Here in California, we are lucky to have berries all year round, even though they are not in season.
Last weekend, I got a box of fresh blackberries from Costco and baked a batch of these beautiful looking blackberry muffins.
Blackberry is a great source of antioxidant–in fact, the highest of all accordingly to this article—meaning you’re more likely to stay younger, healthier, and live longer with lots of blackberries.
Sounds good to me.
After many attempts in baking muffins, I’ve gotten pretty good at it, so much so that I no longer need to refer to my muffin recipes for these blackberry muffins.
So, load up on blackberries the next time you see them in your market and bake yourself some blackberry muffins.
This Recipe Goes Well with:
Blackberry Muffins Recipe
A delicious recipe for fluffy, tender, moist-crumbed Blackberry Muffins that are bursting at the seams with fresh blackberries.
- 1 1/2 cup all-purpose flour
- 1 teaspoon baking powder
- 1/2 teaspoon Salt
- 1/4 cup sugar
- 1/2 stick unsalted butter, melted and cooled (4 tablespoons or 60 grams)
- 1 large egg, beaten
- 3/4 cup plus 2 teaspoon milk
- 1 1/2 cups blackberries
Preheat oven to 400 degree F. Line a muffin pan with 10 paper muffin cups or spray with non-stick cooking spray. If you have a twelve-hole muffin pan, fill the two empty cups halfway with water (this makes the muffins moist).

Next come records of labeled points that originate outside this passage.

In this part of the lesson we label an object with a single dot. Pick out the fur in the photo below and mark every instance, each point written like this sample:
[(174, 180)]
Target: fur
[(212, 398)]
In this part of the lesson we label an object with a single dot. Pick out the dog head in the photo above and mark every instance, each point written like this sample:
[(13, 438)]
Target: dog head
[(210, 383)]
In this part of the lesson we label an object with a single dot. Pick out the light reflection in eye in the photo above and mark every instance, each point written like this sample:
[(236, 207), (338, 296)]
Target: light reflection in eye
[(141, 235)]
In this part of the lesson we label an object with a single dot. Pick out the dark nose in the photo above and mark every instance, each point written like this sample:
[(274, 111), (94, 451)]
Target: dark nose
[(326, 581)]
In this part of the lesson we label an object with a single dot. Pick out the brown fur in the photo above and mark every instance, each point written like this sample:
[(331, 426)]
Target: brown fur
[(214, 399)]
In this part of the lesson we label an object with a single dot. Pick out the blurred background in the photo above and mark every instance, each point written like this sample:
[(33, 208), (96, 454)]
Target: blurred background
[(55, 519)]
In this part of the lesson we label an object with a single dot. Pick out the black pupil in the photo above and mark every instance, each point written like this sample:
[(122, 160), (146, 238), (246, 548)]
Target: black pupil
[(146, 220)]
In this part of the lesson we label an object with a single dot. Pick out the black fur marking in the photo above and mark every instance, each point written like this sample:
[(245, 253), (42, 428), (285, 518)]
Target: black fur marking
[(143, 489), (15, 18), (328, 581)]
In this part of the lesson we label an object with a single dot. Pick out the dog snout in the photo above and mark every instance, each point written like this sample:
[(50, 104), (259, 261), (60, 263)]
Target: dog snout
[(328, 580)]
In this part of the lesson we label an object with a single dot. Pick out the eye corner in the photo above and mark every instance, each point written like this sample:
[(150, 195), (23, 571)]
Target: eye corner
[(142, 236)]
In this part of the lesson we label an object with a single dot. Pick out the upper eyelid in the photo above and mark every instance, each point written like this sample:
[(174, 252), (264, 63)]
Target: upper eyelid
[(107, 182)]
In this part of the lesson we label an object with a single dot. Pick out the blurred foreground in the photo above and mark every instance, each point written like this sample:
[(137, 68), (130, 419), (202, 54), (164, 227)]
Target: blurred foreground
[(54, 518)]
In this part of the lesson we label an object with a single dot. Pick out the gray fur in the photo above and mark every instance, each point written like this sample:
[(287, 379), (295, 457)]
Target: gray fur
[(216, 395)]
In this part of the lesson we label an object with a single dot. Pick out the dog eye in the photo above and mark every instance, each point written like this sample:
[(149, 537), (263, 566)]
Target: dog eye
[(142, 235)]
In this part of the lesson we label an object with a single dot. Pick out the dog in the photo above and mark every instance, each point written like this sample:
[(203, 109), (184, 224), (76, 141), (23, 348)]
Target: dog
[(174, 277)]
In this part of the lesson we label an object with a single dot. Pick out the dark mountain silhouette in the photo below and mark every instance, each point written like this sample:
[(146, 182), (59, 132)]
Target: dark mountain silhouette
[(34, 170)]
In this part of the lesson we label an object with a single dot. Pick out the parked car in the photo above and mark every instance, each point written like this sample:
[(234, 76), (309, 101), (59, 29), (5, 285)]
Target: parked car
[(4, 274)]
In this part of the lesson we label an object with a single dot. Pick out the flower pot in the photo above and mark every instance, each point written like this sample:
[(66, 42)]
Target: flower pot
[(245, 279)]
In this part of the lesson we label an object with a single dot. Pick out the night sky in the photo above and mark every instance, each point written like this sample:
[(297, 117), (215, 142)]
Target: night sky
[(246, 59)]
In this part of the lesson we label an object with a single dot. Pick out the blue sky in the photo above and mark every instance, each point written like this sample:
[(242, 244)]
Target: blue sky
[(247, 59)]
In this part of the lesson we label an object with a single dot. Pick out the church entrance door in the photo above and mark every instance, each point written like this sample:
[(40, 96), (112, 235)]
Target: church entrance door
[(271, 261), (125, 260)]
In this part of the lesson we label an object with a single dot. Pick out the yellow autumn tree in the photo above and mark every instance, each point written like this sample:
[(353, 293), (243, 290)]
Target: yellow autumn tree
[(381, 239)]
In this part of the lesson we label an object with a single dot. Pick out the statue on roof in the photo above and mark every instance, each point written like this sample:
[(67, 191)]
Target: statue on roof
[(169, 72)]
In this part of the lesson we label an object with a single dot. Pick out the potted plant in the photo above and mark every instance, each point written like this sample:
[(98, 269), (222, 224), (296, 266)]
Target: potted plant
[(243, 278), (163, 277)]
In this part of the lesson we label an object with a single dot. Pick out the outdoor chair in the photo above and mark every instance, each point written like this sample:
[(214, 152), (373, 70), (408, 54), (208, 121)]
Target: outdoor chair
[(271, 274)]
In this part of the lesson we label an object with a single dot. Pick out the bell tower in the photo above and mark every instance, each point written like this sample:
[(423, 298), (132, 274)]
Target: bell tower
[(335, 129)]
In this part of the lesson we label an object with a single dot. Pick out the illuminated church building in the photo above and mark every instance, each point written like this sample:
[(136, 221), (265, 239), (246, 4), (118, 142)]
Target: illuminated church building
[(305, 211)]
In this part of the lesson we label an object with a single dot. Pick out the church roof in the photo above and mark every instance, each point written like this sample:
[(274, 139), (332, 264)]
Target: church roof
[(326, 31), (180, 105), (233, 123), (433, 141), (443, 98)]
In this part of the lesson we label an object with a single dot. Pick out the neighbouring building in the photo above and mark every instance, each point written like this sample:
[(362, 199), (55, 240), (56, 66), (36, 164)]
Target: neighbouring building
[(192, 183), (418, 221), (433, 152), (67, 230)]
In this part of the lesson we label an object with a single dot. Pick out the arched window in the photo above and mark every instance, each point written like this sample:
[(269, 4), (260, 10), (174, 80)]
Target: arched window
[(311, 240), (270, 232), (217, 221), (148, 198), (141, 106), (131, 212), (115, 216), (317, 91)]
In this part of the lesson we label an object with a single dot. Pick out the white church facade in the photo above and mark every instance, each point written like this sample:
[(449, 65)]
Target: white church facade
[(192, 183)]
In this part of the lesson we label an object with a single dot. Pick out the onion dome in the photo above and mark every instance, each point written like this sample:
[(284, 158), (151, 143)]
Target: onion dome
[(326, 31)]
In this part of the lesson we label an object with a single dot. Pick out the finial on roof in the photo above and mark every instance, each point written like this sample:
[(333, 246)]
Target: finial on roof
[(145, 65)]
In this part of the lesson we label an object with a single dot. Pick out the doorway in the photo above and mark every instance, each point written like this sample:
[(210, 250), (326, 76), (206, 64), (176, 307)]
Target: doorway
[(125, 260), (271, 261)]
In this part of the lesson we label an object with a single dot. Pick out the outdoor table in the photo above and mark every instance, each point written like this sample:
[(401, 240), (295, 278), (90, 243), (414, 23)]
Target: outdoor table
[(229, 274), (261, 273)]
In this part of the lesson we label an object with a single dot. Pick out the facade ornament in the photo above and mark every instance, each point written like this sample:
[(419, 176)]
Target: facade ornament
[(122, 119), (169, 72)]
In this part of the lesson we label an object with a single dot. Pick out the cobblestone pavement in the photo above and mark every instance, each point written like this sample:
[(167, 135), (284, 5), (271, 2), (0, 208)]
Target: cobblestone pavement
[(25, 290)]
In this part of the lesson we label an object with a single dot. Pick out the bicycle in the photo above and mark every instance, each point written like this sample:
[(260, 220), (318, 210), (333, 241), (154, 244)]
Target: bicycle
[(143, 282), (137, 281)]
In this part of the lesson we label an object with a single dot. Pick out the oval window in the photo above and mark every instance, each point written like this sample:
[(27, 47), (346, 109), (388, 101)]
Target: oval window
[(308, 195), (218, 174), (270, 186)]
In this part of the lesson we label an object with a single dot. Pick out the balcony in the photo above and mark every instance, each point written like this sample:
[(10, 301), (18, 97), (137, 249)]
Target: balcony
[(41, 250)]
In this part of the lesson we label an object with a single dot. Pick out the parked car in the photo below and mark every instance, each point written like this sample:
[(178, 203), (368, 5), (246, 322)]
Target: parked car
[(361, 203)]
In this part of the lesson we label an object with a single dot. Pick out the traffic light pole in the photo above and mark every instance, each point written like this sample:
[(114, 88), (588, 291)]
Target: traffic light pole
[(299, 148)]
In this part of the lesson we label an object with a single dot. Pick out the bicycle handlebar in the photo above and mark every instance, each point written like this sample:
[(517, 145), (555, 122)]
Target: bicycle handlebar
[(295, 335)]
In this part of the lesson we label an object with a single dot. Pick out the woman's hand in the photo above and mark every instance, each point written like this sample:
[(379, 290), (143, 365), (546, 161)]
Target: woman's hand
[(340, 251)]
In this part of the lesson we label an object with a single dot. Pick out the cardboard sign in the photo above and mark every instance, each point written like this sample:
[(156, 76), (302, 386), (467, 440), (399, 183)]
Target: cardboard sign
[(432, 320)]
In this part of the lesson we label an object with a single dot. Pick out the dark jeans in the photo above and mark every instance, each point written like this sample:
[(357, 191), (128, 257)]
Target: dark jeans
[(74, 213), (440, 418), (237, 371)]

Sift the flour, baking powder, and salt into a large bowl. Stir in the sugar. In another bowl, together the melted butter, egg, and milk. You can also use an electronic hand mixer. Pour the wet ingredients over the dry ingredients and whisk until just blended (mixture should be slightly lumpy).
Add the blackberries to a bowl and stir them in just enough to combine.
Divide the batter evenly among the prepared muffins cups. Bake the blackberry muffins until golden, for about 20-25 minutes. Remove the blackberry muffins from the pan and transfer to a wire rack to cool. Blackberry muffins are best served warm.